WGA Rescources

Editors Selection IGR 22-4

Clinical Examination Methods: Higher Temperatures and Disc Hemorrhage

Tanuj Dada
Saurabh Verma

Comment by Tanuj Dada & Saurabh Verma on:

98896 Analysis of Variation in Incidence of Optic Disc Hemorrhage According to Seasonal and Temperature Changes, Jang M; Kim YK; Jeoung JW et al., American Journal of Ophthalmology, 2022; 239: 84-89

Find related abstracts

Jang et al. evaluated the seasonal variation in optic disc hemorrhage (DH) by review of fundus photographs over two years to answer the research question ‐ what is the impact of temperature on the incidence of DH in glaucoma patients?

Fundus images of 13,514 eyes were reviewed, and 454 eyes (3.36%) were confirmed to have DH. The DH incidence ratio was 1.53 (95% CI 1.23-1.91, P < .01) for the Temperature (T) < 10 °C group relative to the T ≥ 20 °C group. The IOP of the patients with DH in winter was significantly higher than that measured in summer and an increase in temperature by 1 °C, was associated with a reduction in the DH risk ratio to 0.979 (95% confidence interval [CI] 0.969-0.989, P < .01). The study concluded that DH is affected by temperature, and as such, shows seasonal variability.

This variation is in line with several studies that have shown seasonal variability in IOP which tends to be higher in colder months.1,2 Elevated IOP in winter months leading to stretching of the lamina cribrosa and mechanical vascular disruption may be a possible cause for this variation.

Additionally, more than 64% of eyes with DH were diagnosed cases of normal-tension glaucoma (NTG) an entity where vascular dysregulation is a major contributing factor to disease pathogenesis.3 Patients of primary vascular dysregulation are known to respond unfavorably to cold temperatures leading to an increase vasospasm. Females constituted almost two thirds of the total cases of DH and vascular dysregulation is also known to be more common in females.4 The higher incidence of DH in winter months can also be attributed to vascular dysregulation due to autonomic dysfunction, which is exacerbated by colder temperatures and impact on blood coagulability and plasma viscosity. However, this was not evaluated in the present study.

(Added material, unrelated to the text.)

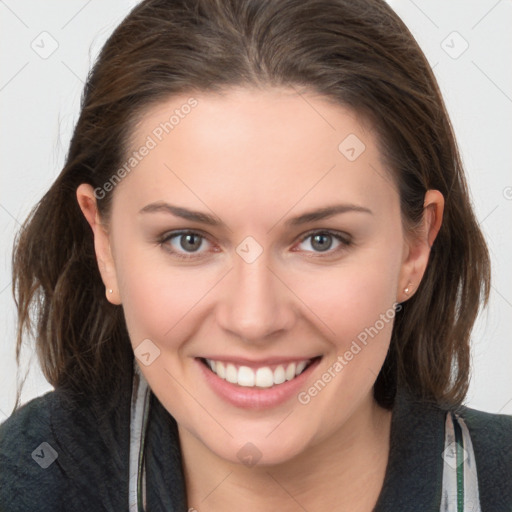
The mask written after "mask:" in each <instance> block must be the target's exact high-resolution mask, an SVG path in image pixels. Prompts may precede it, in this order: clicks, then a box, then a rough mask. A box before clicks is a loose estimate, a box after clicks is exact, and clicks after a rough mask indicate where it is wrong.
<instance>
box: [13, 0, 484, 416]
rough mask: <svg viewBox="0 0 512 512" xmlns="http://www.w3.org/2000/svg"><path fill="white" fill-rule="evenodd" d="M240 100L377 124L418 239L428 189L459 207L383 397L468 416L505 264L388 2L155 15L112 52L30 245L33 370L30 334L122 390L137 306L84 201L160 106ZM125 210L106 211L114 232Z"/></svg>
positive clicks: (418, 58) (93, 377)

A significant proportion of patients (almost 44%) with DH had diabetes or hypertension which are independent risk factors for DH and a separate analysis evaluating concomitant changes in blood pressure/glycemic control would be a useful addition to study seasonal variation of DH in this subgroup group. Although the study reports variation in DH with temperature, the clinical significance of these results requires further evaluation related to the impact on disease progression and additional imaging modalities such as OCT angiography to establish objective changes in peripapillary circulation.


  1. Kuze M, Ayaki M, Yuki K, et al. Seasonal variation of intra-ocular pressure in glaucoma with and without dry eye. Sci Rep. 2020;10(1):13949.
  2. Mansouri K, Gillmann K, Rao HL, Weinreb RN. Weekly and seasonal changes of intraocular pressure measured with an implanted intraocular telemetry sensor. Br J Ophthalmol. 2021;105(3):387-391.
  3. Flammer J, Konieczka K, Flammer AJ. The primary vascular dysregulation syndrome: implications for eye diseases. EPMA Journal. 2013;4(1):14.
  4. Grieshaber MC, Mozaffarieh M, Flammer J. What Is the Link Between Vascular Dysregulation and Glaucoma? Survey of Ophthalmology. 2007;52(6):S144-154.